Entonces, ¿por qué la tía Mary, después de haber empujado a Rachel a ponerse en su lugar, se lo había arrebatado?
«Somerset siempre ha costado demasiado», había dicho.
Ahora Rachel empezaba a tener alguna noción de por qué había dicho eso. Somerset le había costado perder a Percy, y Dios sabe qué más había estado escondiendo sobre aquel verano. En cierto modo, también lo había perdido a él. Se hubiera quedado si no le hubieran hecho trabajar en la plantación. ¡Dios, cuánto había odiado aquel lugar!: las niguas y los mosquitos, el calor y el sudor, el barro espeso en la estación de lluvias y el polvo pegadizo en la época de sequía, los zumbidos y el miedo constante a las serpientes que se escondían bajo las plantas de algodón, el ciclo interminable de trabajo, trabajo, trabajo. Y algún día, le dijeron, todo acabaría siendo suyo porque era un Toliver.

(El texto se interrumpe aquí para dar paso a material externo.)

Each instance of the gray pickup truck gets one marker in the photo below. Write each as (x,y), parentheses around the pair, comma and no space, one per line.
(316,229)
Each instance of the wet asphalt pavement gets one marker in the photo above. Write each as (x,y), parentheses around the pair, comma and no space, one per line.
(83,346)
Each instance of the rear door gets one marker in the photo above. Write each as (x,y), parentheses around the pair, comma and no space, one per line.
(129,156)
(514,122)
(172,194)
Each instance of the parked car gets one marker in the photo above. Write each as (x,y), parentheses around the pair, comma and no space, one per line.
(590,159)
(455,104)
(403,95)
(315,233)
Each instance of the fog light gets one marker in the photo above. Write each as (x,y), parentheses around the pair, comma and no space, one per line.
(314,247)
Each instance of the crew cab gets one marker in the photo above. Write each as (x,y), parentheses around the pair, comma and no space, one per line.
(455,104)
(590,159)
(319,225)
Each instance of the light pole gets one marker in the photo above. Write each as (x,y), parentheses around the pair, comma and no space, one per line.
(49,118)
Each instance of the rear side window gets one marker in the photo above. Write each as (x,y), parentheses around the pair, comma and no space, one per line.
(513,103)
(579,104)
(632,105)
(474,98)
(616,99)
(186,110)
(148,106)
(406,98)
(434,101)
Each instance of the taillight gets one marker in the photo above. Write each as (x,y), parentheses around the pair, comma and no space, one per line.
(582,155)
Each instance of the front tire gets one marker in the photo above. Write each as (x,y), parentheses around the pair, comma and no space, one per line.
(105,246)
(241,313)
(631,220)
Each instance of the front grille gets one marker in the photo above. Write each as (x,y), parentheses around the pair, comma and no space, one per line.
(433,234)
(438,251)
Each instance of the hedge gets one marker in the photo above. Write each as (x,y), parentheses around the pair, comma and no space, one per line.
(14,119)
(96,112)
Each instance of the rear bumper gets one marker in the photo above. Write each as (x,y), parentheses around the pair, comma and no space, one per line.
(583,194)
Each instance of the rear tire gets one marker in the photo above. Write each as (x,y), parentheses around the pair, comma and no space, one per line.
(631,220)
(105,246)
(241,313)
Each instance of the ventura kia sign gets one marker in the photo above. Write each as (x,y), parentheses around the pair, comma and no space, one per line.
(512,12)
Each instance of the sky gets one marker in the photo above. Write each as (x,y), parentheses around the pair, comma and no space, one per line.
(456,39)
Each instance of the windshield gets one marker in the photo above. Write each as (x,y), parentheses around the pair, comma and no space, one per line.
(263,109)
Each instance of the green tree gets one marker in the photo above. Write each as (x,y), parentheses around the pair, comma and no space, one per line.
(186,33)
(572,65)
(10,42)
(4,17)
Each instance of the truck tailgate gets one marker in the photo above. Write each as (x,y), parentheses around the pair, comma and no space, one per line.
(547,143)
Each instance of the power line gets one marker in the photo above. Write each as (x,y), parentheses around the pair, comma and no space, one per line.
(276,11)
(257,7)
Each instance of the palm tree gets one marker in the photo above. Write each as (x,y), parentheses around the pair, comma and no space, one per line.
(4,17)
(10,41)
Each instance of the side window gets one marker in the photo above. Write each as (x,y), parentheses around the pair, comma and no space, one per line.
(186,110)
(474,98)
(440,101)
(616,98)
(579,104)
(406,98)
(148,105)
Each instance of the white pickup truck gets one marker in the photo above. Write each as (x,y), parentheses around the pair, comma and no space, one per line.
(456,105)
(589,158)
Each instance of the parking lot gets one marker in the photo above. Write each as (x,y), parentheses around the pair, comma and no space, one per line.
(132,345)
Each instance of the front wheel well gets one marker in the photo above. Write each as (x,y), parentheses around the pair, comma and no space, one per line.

Sacudió la cabeza como si se le hubiera metido una mosca en el oído. No lo podría haber aguantado. De ninguna manera. Y ahora Somerset se había interpuesto entre su mujer y su hija, y el precio que le iba a costar a Rachel era también el fantástico Matt Warwick. Formaban una pareja que pegaban como dos gotas en el agua, como ninguna otra que él hubiera visto jamás; pero ella nunca se podría casar con un hombre cuyo abuelo era dueño de las tierras que ella pensaría siempre que deberían haber sido suyas. Su tía había tenido buenas intenciones, pero había metido la pata. Rachel nunca la perdonaría, y a Alice jamás se le pasaría el que su hija se hubiera dedicado en cuerpo y alma a la tía Mary.
Soltó un suspiro desconsolado. Entendía el precio, pero ¿qué rayos era la maldición de los Toliver? ¿Cómo se manifestaba? ¿La tía Mary había salvado a Rachel de ella? ¿Y cómo lo iba a saber ella? La carretera estrecha y serpenteante bajo su toldo verde nadaba ante sus ojos. Sus sentidos se llenaron de pena por la manera en que habían salido las cosas… esas cosas queridas con las que la gente comerciaba, que jamás podrían ser recuperadas. Tenía los ojos y los oídos y las fosas nasales tan ocupados que no se dio cuenta de que se oía el silbato apremiante del tren en la distancia. Las ventanillas del coche estaban subidas, y su visión por el lado derecho quedaba tapada por la toalla y una bolsa que colgaba detrás. El aire acondicionado zumbaba. La música rock del walkman de Jimmy se oía un poquito. Cuando escuchó por primera vez el chillido del silbato del tren, le pareció que era uno de los sonidos naturales de la región, una parte nostálgica de su niñez a esta hora del día, y el coche estaba sobre las vías cuando consiguieron darse cuenta de que un tren de carga se abalanzaba sobre ellos.
Alice y Jimmy ni abrieron los ojos. Durante un instante de lucidez antes de que el tren chocara contra ellos, William estuvo totalmente consciente de todo, y entendió con entera claridad cuál era la esencia de la maldición de los Toliver.